Reebok, once a broad force in the U.S. footwear market, is trying to start over by returning to its niche roots.
The brand, which has seen its sales and profile evaporate since being sold to Adidas for $3.8 billion in 2005, is hoping a series of major initiatives in women’s fitness — the category that brought it prominence in the U.S. in the 1980s — can help it spark a comeback. Those initiatives include a workout regiment co-branded with Cirque du Soleil, dubbed Jukari, which it hopes will catch on with the same fervor as its step-aerobics platform did in 1989. The company also plans significant marketing investments behind two new women’s fitness shoe lines.

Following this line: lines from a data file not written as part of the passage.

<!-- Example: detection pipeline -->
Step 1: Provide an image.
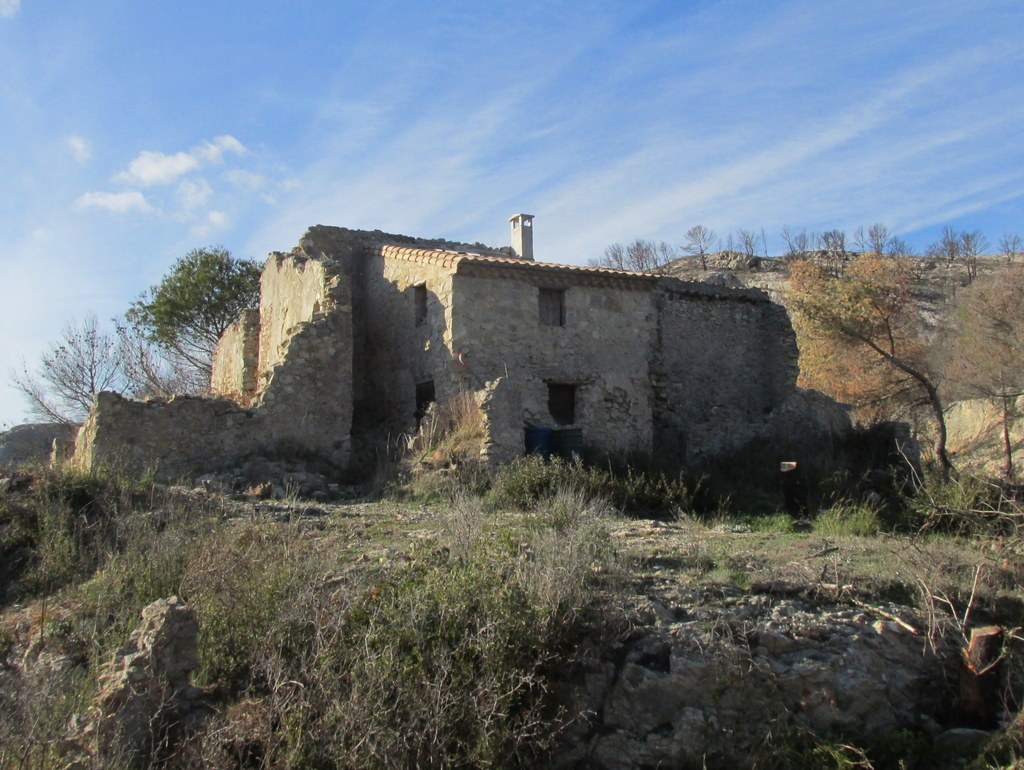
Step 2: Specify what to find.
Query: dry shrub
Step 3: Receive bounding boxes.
[190,481,614,767]
[413,392,484,462]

The push behind Jukari — which will offer high-flying aerobics classes featuring ceiling-mounted, bungeed trapeze swings — and the new women’s fitness shoes may allay concerns by retailers worried about corporate support. But analysts wonder whether the brand has simply lost relevance with its core female consumers, who have been courted aggressively by Nike, Under Armour and others.
Jukari Fit to Fly
JUKARI Fit to Fly fuses the creative and artistic world of Cirque du Soleil with the fitness expertise of Reebok. The name comes for a word dialect meaning “to play”. Participants flex and flutter, sweat and stretch, and swing from a FlySet. It’s all about moving your body in a fun new ways.
The new gym experience launches this month in Germany, Korean, Malaysia and Poland and later in Argentina, Canada, Chile, Hong Kong, Spain, UK and USA.
What do you think? Can Reebok (with the help of le Cirque) make a comeback?